Dans l’article de la Harvard Business Review, elle est représentée par une falaise, dans d’autres articles par une sorte de vague symbolique en bas. Le principe est le suivant : si vous commencez à croire que les choses sont simples, vous commencez à croire qu’elles sont ordonnées, vous commencez à croire en vos propres mythes, vous commencez à croire que les succès passés vous rendent invulnérables aux échecs futurs. Vous vous déplacez doucement vers la zone de complaisance qui est la frontière entre le simple et le chaotique et vous tombez dans le vide en cas de crise.

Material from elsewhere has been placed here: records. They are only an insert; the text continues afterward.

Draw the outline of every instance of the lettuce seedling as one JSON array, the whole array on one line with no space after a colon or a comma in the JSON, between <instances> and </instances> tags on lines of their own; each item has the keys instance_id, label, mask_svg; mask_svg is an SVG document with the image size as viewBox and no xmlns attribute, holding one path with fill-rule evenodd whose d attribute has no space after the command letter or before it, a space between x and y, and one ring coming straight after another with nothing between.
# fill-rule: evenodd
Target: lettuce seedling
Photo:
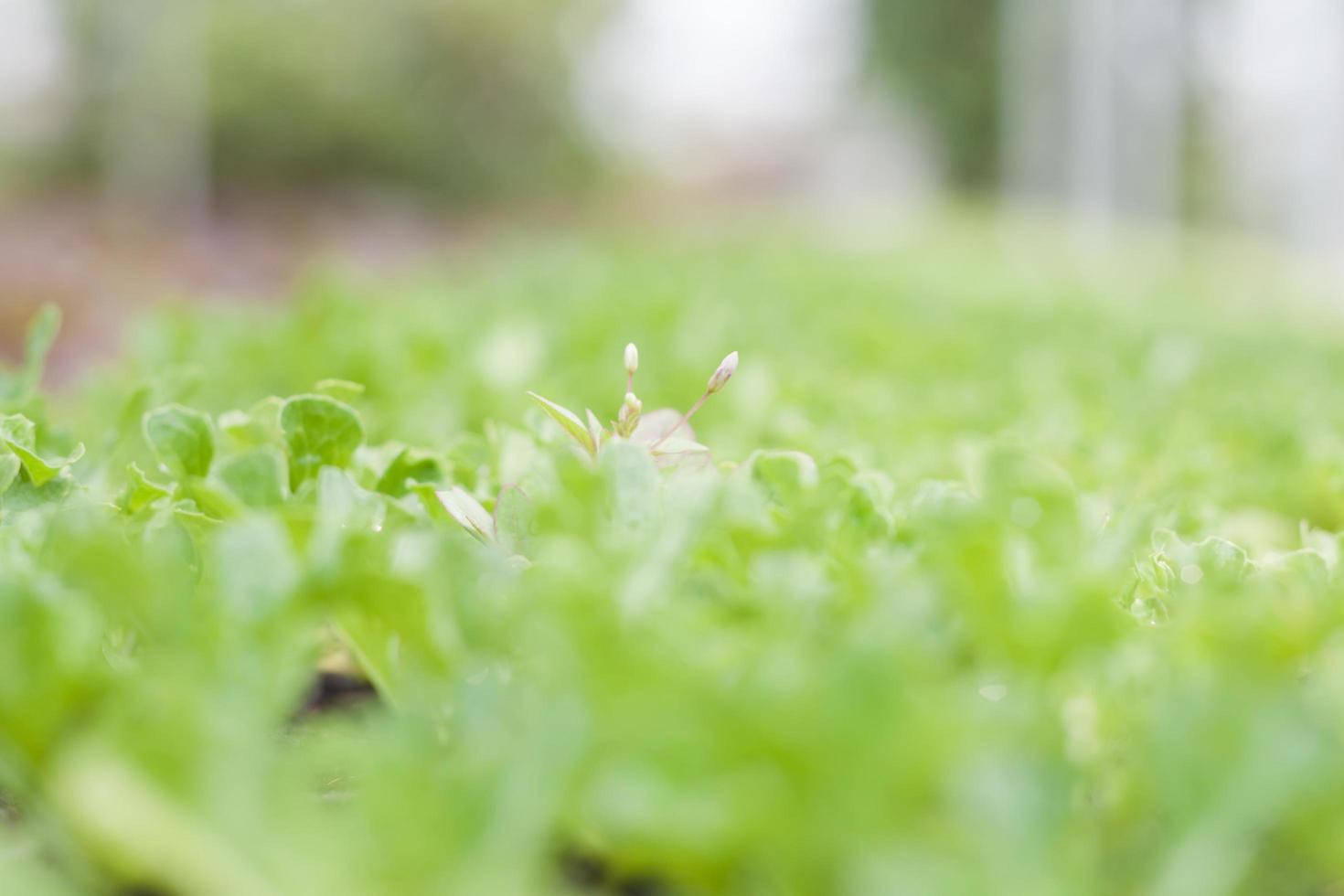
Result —
<instances>
[{"instance_id":1,"label":"lettuce seedling","mask_svg":"<svg viewBox=\"0 0 1344 896\"><path fill-rule=\"evenodd\" d=\"M634 373L640 368L640 352L634 343L625 347L625 398L617 411L616 420L610 430L598 422L597 414L586 411L586 422L567 407L543 398L536 392L528 396L536 402L547 416L560 424L560 429L574 439L590 458L595 458L602 445L612 438L624 438L638 445L644 445L653 455L665 463L687 454L703 454L708 449L698 443L689 429L691 418L704 406L711 395L723 390L732 373L738 369L738 353L731 352L724 357L710 375L704 392L684 412L677 414L672 408L660 408L644 415L644 403L634 394ZM681 434L679 437L677 434Z\"/></svg>"}]
</instances>

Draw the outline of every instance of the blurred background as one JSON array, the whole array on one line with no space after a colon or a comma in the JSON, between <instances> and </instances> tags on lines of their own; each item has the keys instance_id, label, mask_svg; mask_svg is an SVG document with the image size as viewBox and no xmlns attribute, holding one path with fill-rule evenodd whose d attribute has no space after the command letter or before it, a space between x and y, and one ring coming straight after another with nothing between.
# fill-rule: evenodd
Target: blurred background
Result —
<instances>
[{"instance_id":1,"label":"blurred background","mask_svg":"<svg viewBox=\"0 0 1344 896\"><path fill-rule=\"evenodd\" d=\"M0 351L500 226L1344 244L1332 0L0 0ZM1008 224L1012 227L1012 224Z\"/></svg>"}]
</instances>

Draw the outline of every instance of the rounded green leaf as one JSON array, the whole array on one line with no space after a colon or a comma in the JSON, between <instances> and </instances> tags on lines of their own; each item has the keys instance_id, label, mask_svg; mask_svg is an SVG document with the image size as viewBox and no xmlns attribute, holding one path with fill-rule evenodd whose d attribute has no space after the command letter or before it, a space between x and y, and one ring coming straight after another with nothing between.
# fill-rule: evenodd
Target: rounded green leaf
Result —
<instances>
[{"instance_id":1,"label":"rounded green leaf","mask_svg":"<svg viewBox=\"0 0 1344 896\"><path fill-rule=\"evenodd\" d=\"M324 466L349 466L364 441L364 424L349 404L325 395L296 395L280 408L289 449L289 484L297 488Z\"/></svg>"},{"instance_id":2,"label":"rounded green leaf","mask_svg":"<svg viewBox=\"0 0 1344 896\"><path fill-rule=\"evenodd\" d=\"M165 404L145 414L145 442L159 463L175 476L206 476L215 458L215 431L210 418L181 404Z\"/></svg>"}]
</instances>

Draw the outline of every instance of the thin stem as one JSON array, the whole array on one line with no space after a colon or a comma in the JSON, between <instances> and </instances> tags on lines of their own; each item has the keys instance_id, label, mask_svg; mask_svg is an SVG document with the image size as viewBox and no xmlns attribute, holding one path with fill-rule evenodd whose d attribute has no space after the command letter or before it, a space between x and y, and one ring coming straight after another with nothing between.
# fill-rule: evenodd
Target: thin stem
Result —
<instances>
[{"instance_id":1,"label":"thin stem","mask_svg":"<svg viewBox=\"0 0 1344 896\"><path fill-rule=\"evenodd\" d=\"M704 395L702 395L700 398L695 399L695 404L692 404L692 406L691 406L691 410L689 410L689 411L687 411L685 414L683 414L683 415L681 415L681 419L680 419L680 420L677 420L677 422L676 422L676 423L675 423L675 424L672 426L672 429L671 429L671 430L668 430L667 433L664 433L664 434L661 435L661 438L659 438L659 441L657 441L657 442L655 442L653 445L650 445L650 446L649 446L649 450L652 451L652 450L653 450L653 449L656 449L657 446L663 445L664 442L667 442L667 441L668 441L668 439L669 439L669 438L672 437L672 434L673 434L673 433L676 433L676 431L677 431L679 429L681 429L683 426L685 426L687 420L689 420L689 419L691 419L691 415L692 415L692 414L695 414L696 411L699 411L699 410L700 410L700 406L702 406L702 404L704 404L706 399L708 399L708 398L710 398L710 395L712 395L712 392L710 392L708 390L706 390L706 391L704 391Z\"/></svg>"}]
</instances>

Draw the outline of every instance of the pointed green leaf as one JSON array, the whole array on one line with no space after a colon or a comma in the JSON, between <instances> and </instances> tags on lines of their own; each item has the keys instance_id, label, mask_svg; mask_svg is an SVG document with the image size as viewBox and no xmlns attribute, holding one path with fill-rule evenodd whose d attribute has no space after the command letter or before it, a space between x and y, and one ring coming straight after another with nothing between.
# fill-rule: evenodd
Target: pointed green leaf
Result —
<instances>
[{"instance_id":1,"label":"pointed green leaf","mask_svg":"<svg viewBox=\"0 0 1344 896\"><path fill-rule=\"evenodd\" d=\"M0 494L4 494L5 489L13 484L22 466L23 462L19 461L16 454L11 451L0 453Z\"/></svg>"},{"instance_id":2,"label":"pointed green leaf","mask_svg":"<svg viewBox=\"0 0 1344 896\"><path fill-rule=\"evenodd\" d=\"M546 411L546 414L552 420L559 423L560 429L569 433L570 438L578 442L579 446L583 447L583 450L586 450L589 454L597 454L597 442L593 441L593 437L589 434L587 426L583 423L583 420L578 418L578 415L574 411L562 407L547 398L542 398L536 392L528 392L527 395L534 402L540 404L542 410Z\"/></svg>"},{"instance_id":3,"label":"pointed green leaf","mask_svg":"<svg viewBox=\"0 0 1344 896\"><path fill-rule=\"evenodd\" d=\"M364 384L352 383L351 380L317 380L317 384L313 386L313 391L319 395L325 395L327 398L333 398L337 402L345 402L348 404L364 395Z\"/></svg>"},{"instance_id":4,"label":"pointed green leaf","mask_svg":"<svg viewBox=\"0 0 1344 896\"><path fill-rule=\"evenodd\" d=\"M532 520L536 508L532 498L516 485L500 489L495 498L495 535L500 547L509 553L527 553L532 540Z\"/></svg>"},{"instance_id":5,"label":"pointed green leaf","mask_svg":"<svg viewBox=\"0 0 1344 896\"><path fill-rule=\"evenodd\" d=\"M130 482L117 501L118 506L126 513L137 513L159 498L172 494L172 486L152 481L136 463L126 467L126 474L130 477Z\"/></svg>"},{"instance_id":6,"label":"pointed green leaf","mask_svg":"<svg viewBox=\"0 0 1344 896\"><path fill-rule=\"evenodd\" d=\"M0 441L17 442L30 451L38 446L38 430L23 414L0 416Z\"/></svg>"},{"instance_id":7,"label":"pointed green leaf","mask_svg":"<svg viewBox=\"0 0 1344 896\"><path fill-rule=\"evenodd\" d=\"M5 445L9 446L11 451L19 455L19 461L23 462L24 472L28 474L28 478L32 480L32 484L39 489L60 476L63 469L83 457L83 442L77 445L75 450L67 457L54 457L50 459L39 457L35 451L28 450L17 442L7 441Z\"/></svg>"}]
</instances>

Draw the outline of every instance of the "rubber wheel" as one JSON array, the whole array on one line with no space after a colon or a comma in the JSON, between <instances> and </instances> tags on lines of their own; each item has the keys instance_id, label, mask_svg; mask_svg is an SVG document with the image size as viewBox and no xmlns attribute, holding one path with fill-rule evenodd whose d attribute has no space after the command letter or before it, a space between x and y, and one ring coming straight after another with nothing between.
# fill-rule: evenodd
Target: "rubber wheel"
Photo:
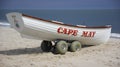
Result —
<instances>
[{"instance_id":1,"label":"rubber wheel","mask_svg":"<svg viewBox=\"0 0 120 67\"><path fill-rule=\"evenodd\" d=\"M81 43L79 41L73 41L70 45L70 51L75 52L81 49Z\"/></svg>"},{"instance_id":2,"label":"rubber wheel","mask_svg":"<svg viewBox=\"0 0 120 67\"><path fill-rule=\"evenodd\" d=\"M68 50L68 44L65 41L59 41L55 45L55 51L59 54L65 54Z\"/></svg>"},{"instance_id":3,"label":"rubber wheel","mask_svg":"<svg viewBox=\"0 0 120 67\"><path fill-rule=\"evenodd\" d=\"M52 49L52 42L51 41L43 41L41 43L41 49L44 52L49 52Z\"/></svg>"}]
</instances>

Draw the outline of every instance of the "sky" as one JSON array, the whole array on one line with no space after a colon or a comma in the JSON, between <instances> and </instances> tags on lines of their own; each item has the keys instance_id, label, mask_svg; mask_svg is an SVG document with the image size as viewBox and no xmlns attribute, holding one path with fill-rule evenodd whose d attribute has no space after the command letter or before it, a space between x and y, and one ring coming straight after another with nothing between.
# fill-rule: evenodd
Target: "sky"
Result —
<instances>
[{"instance_id":1,"label":"sky","mask_svg":"<svg viewBox=\"0 0 120 67\"><path fill-rule=\"evenodd\" d=\"M0 0L1 9L120 9L120 0Z\"/></svg>"}]
</instances>

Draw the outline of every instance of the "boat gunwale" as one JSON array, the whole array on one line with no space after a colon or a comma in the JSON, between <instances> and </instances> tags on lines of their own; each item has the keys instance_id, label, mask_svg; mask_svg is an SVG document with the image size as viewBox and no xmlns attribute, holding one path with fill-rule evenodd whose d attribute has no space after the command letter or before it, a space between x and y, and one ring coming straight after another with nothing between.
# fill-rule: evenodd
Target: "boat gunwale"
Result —
<instances>
[{"instance_id":1,"label":"boat gunwale","mask_svg":"<svg viewBox=\"0 0 120 67\"><path fill-rule=\"evenodd\" d=\"M54 22L52 20L45 20L45 19L42 19L42 18L33 17L33 16L30 16L30 15L26 15L26 14L22 14L22 16L33 18L33 19L37 19L37 20L41 20L41 21L45 21L45 22L48 22L48 23L53 23L53 24L58 24L58 25L63 25L63 26L69 26L69 27L76 27L76 28L112 28L111 25L94 26L94 27L93 26L91 26L91 27L88 27L88 26L75 26L75 25L69 25L69 24L59 23L57 21Z\"/></svg>"}]
</instances>

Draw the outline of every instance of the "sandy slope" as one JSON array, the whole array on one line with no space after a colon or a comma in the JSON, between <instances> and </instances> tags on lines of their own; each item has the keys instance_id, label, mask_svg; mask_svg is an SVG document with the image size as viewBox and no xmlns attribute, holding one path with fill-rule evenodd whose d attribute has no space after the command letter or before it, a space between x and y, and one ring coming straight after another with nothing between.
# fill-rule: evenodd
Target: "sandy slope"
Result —
<instances>
[{"instance_id":1,"label":"sandy slope","mask_svg":"<svg viewBox=\"0 0 120 67\"><path fill-rule=\"evenodd\" d=\"M44 53L40 43L0 27L0 67L120 67L120 39L110 38L107 44L65 55Z\"/></svg>"}]
</instances>

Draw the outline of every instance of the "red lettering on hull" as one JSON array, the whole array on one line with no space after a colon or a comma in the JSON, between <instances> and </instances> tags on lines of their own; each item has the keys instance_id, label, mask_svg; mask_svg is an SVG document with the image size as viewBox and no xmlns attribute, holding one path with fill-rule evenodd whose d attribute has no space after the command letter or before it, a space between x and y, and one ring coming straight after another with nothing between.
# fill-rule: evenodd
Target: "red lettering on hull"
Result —
<instances>
[{"instance_id":1,"label":"red lettering on hull","mask_svg":"<svg viewBox=\"0 0 120 67\"><path fill-rule=\"evenodd\" d=\"M82 37L94 37L95 36L95 31L83 31Z\"/></svg>"},{"instance_id":2,"label":"red lettering on hull","mask_svg":"<svg viewBox=\"0 0 120 67\"><path fill-rule=\"evenodd\" d=\"M57 32L61 33L61 34L77 36L78 30L73 30L73 29L59 27L57 29Z\"/></svg>"}]
</instances>

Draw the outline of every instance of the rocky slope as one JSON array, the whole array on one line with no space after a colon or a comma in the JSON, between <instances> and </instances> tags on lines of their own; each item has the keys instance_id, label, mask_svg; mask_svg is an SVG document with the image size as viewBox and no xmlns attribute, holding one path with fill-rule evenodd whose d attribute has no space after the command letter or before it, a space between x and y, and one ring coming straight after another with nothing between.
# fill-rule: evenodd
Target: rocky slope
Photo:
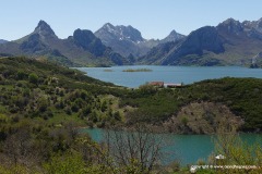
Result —
<instances>
[{"instance_id":1,"label":"rocky slope","mask_svg":"<svg viewBox=\"0 0 262 174\"><path fill-rule=\"evenodd\" d=\"M162 65L250 66L252 58L262 51L262 20L240 23L228 18L216 27L199 28L180 42L172 44L172 47L170 45L157 46L140 58L140 62ZM163 48L168 49L163 51Z\"/></svg>"},{"instance_id":2,"label":"rocky slope","mask_svg":"<svg viewBox=\"0 0 262 174\"><path fill-rule=\"evenodd\" d=\"M104 46L91 30L76 29L73 36L60 39L51 27L40 21L35 30L15 41L0 46L1 53L47 58L64 65L121 65L124 58Z\"/></svg>"},{"instance_id":3,"label":"rocky slope","mask_svg":"<svg viewBox=\"0 0 262 174\"><path fill-rule=\"evenodd\" d=\"M111 47L114 51L119 52L124 57L130 54L140 57L150 51L158 44L167 41L176 41L182 39L184 36L172 30L163 40L144 39L141 33L132 26L117 25L110 23L105 24L102 28L95 32L95 35L102 39L103 44Z\"/></svg>"},{"instance_id":4,"label":"rocky slope","mask_svg":"<svg viewBox=\"0 0 262 174\"><path fill-rule=\"evenodd\" d=\"M8 40L0 39L0 45L4 42L8 42Z\"/></svg>"}]
</instances>

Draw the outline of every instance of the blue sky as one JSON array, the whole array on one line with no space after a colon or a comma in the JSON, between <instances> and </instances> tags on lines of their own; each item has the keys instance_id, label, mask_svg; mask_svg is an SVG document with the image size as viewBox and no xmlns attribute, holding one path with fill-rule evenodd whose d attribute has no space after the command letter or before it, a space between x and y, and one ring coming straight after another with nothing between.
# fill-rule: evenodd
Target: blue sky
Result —
<instances>
[{"instance_id":1,"label":"blue sky","mask_svg":"<svg viewBox=\"0 0 262 174\"><path fill-rule=\"evenodd\" d=\"M46 21L60 38L76 28L97 30L105 23L132 25L146 39L172 29L188 35L226 18L262 17L261 0L1 0L0 39L14 40Z\"/></svg>"}]
</instances>

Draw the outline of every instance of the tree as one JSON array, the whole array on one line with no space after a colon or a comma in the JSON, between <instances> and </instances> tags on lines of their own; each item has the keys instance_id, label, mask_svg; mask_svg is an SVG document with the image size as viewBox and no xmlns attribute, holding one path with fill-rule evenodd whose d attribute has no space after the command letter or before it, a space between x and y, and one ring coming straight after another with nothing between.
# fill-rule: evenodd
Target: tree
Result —
<instances>
[{"instance_id":1,"label":"tree","mask_svg":"<svg viewBox=\"0 0 262 174\"><path fill-rule=\"evenodd\" d=\"M151 173L164 160L167 139L153 134L145 125L135 125L128 132L108 130L105 134L108 156L123 173Z\"/></svg>"},{"instance_id":2,"label":"tree","mask_svg":"<svg viewBox=\"0 0 262 174\"><path fill-rule=\"evenodd\" d=\"M31 73L29 76L28 76L28 79L32 84L37 84L38 76L35 73Z\"/></svg>"},{"instance_id":3,"label":"tree","mask_svg":"<svg viewBox=\"0 0 262 174\"><path fill-rule=\"evenodd\" d=\"M262 148L261 144L255 142L250 145L243 141L234 126L224 127L219 126L215 142L215 154L222 154L225 159L217 161L211 157L213 164L218 165L252 165L259 166L257 170L235 169L226 171L230 173L262 173ZM218 171L225 173L225 171Z\"/></svg>"}]
</instances>

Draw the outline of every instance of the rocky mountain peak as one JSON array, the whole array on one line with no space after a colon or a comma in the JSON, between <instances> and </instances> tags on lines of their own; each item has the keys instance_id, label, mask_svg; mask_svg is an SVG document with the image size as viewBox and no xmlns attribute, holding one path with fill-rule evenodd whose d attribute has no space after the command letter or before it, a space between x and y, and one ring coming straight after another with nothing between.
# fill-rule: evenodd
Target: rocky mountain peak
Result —
<instances>
[{"instance_id":1,"label":"rocky mountain peak","mask_svg":"<svg viewBox=\"0 0 262 174\"><path fill-rule=\"evenodd\" d=\"M76 29L74 30L72 38L76 46L84 50L88 50L96 57L103 55L106 50L106 47L102 44L100 39L98 39L91 30Z\"/></svg>"},{"instance_id":2,"label":"rocky mountain peak","mask_svg":"<svg viewBox=\"0 0 262 174\"><path fill-rule=\"evenodd\" d=\"M168 41L177 41L184 38L183 35L177 33L175 29L171 30L171 33L162 40L162 42L168 42Z\"/></svg>"},{"instance_id":3,"label":"rocky mountain peak","mask_svg":"<svg viewBox=\"0 0 262 174\"><path fill-rule=\"evenodd\" d=\"M48 25L45 21L39 21L39 23L38 23L37 27L35 28L34 33L39 34L40 36L56 36L56 34L51 29L50 25Z\"/></svg>"},{"instance_id":4,"label":"rocky mountain peak","mask_svg":"<svg viewBox=\"0 0 262 174\"><path fill-rule=\"evenodd\" d=\"M130 39L133 42L141 42L144 40L141 33L131 25L128 26L120 25L116 26L116 28L118 29L118 33L121 37Z\"/></svg>"},{"instance_id":5,"label":"rocky mountain peak","mask_svg":"<svg viewBox=\"0 0 262 174\"><path fill-rule=\"evenodd\" d=\"M0 39L0 45L4 42L8 42L8 40Z\"/></svg>"},{"instance_id":6,"label":"rocky mountain peak","mask_svg":"<svg viewBox=\"0 0 262 174\"><path fill-rule=\"evenodd\" d=\"M239 34L243 30L243 27L239 21L236 21L234 18L228 18L221 23L217 28L219 30L229 33L229 34Z\"/></svg>"}]
</instances>

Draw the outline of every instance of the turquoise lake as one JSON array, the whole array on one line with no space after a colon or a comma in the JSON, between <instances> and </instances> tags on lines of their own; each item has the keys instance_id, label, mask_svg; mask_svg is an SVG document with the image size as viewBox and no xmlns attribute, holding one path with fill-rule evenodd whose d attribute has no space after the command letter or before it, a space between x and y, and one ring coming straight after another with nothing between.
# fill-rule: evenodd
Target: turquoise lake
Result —
<instances>
[{"instance_id":1,"label":"turquoise lake","mask_svg":"<svg viewBox=\"0 0 262 174\"><path fill-rule=\"evenodd\" d=\"M95 141L103 141L104 129L86 128L82 133L88 133ZM195 164L199 159L207 160L209 156L214 150L214 136L211 135L176 135L176 134L160 134L165 136L169 146L164 150L170 152L167 163L179 160L182 165ZM259 134L241 134L241 139L249 144L262 140L262 135Z\"/></svg>"},{"instance_id":2,"label":"turquoise lake","mask_svg":"<svg viewBox=\"0 0 262 174\"><path fill-rule=\"evenodd\" d=\"M151 72L123 72L123 70L150 69ZM194 67L194 66L112 66L112 67L79 67L88 76L114 83L116 85L136 88L147 82L162 80L165 83L192 84L203 79L222 77L255 77L262 78L262 69L247 69L238 66ZM103 140L103 129L85 129L96 141ZM209 135L174 135L168 134L172 151L170 161L179 159L182 164L193 164L199 159L207 159L214 150L213 138ZM252 144L262 135L242 134L241 138Z\"/></svg>"},{"instance_id":3,"label":"turquoise lake","mask_svg":"<svg viewBox=\"0 0 262 174\"><path fill-rule=\"evenodd\" d=\"M150 69L151 72L122 72L128 69ZM112 66L112 67L79 67L88 76L110 82L126 87L139 87L147 82L162 80L165 83L192 84L203 79L221 77L255 77L262 78L262 69L248 69L238 66ZM109 71L109 72L108 72Z\"/></svg>"}]
</instances>

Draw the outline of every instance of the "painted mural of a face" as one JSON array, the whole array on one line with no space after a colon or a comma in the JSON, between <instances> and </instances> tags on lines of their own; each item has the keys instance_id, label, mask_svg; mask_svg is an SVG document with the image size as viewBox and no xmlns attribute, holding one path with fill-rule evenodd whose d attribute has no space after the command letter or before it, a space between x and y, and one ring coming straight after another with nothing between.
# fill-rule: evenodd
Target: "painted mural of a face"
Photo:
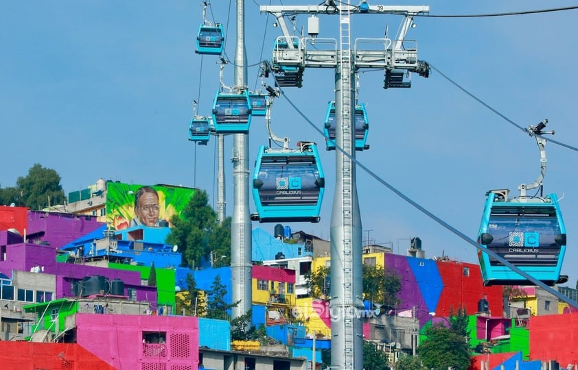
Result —
<instances>
[{"instance_id":1,"label":"painted mural of a face","mask_svg":"<svg viewBox=\"0 0 578 370\"><path fill-rule=\"evenodd\" d=\"M150 186L143 186L135 197L135 213L141 224L157 226L159 221L159 194Z\"/></svg>"}]
</instances>

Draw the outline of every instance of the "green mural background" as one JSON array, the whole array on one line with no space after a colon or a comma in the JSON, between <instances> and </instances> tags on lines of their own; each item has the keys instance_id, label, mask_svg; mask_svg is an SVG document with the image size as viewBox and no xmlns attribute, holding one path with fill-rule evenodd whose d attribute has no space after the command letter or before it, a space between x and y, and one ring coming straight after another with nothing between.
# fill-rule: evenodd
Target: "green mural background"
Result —
<instances>
[{"instance_id":1,"label":"green mural background","mask_svg":"<svg viewBox=\"0 0 578 370\"><path fill-rule=\"evenodd\" d=\"M143 185L108 182L106 184L106 222L115 230L128 227L135 216L135 194ZM152 185L159 193L159 218L169 221L175 214L180 214L195 189L165 185Z\"/></svg>"}]
</instances>

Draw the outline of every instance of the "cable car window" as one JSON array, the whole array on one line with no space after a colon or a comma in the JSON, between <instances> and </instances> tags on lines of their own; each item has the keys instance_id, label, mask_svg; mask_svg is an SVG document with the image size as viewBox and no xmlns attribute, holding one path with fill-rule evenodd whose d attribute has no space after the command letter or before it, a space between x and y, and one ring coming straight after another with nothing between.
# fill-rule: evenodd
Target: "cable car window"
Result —
<instances>
[{"instance_id":1,"label":"cable car window","mask_svg":"<svg viewBox=\"0 0 578 370\"><path fill-rule=\"evenodd\" d=\"M245 97L220 99L215 103L213 113L217 122L238 123L249 119L250 110Z\"/></svg>"},{"instance_id":2,"label":"cable car window","mask_svg":"<svg viewBox=\"0 0 578 370\"><path fill-rule=\"evenodd\" d=\"M191 134L193 136L205 136L210 130L209 127L209 123L203 122L193 122L191 123Z\"/></svg>"},{"instance_id":3,"label":"cable car window","mask_svg":"<svg viewBox=\"0 0 578 370\"><path fill-rule=\"evenodd\" d=\"M555 266L560 234L555 216L492 216L487 233L493 240L487 247L516 265ZM502 264L490 258L492 264Z\"/></svg>"},{"instance_id":4,"label":"cable car window","mask_svg":"<svg viewBox=\"0 0 578 370\"><path fill-rule=\"evenodd\" d=\"M314 163L264 162L257 175L264 206L315 205L319 197L319 171Z\"/></svg>"},{"instance_id":5,"label":"cable car window","mask_svg":"<svg viewBox=\"0 0 578 370\"><path fill-rule=\"evenodd\" d=\"M199 46L202 47L220 47L222 42L220 29L213 27L202 27L198 34Z\"/></svg>"}]
</instances>

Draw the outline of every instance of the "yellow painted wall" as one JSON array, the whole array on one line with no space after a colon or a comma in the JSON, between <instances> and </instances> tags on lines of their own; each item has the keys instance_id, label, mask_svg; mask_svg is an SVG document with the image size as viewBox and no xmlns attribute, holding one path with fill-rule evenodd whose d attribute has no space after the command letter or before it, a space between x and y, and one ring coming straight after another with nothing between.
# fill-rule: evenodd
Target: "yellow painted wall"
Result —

Toutes les autres limites permettent des transitions, mais pour celle-ci, vous tombez dans le vide et la récupération est très coûteuse. Il s’ensuit donc que vous devriez gérer sur la base du compliqué et du complexe et ne déplacer qu’une très petite quantité de matériel vers le bas, dans le simple, car cela est en fait très vulnérable à un changement rapide ou accéléré.”
Il est possible de faire exprès de passer de Simple à Chaos en espérant revenir à simple, ça s’appelle l’immunisation. En faisant ce chemin, je cherche à m’immuniser de certaines dérives et à renforcer mes meilleures pratiques. C’est ce que fait Netflix avec son Chaos monkey. Le Simple pour Netflix est de diffuser du contenu. Le chaos c’est les serveurs qui tombent les uns après les autres, voir tous les serveurs tombent. Leur chaos monkey fait exprès de faire tomber aléatoirement des serveurs, Netflix observe ensuite le résultat de cet aller du Simple vers le Chaos pour revenir dans le Simple.
Autre exemple, un des exercices de rugby que Nils faisait faire aux joueurs qu’il entraînait consistait à courir dans un carré dont les bords étaient symbolisés par des plots rouges, jaunes, bleus et verts. Tous les joueurs couraient dans ce carré, certains avaient un ballon, d’autres non. Tous les joueurs se passaient les ballons. Après l’annonce d’une couleur, les joueurs munis d’un ballon devaient aller marquer derrière la ligne de cette couleur, les autres devaient les plaquer. Nous sommes dans le Simple : j’ai un ballon, je marque, je n’en ai pas, je plaque. Cause à effet direct.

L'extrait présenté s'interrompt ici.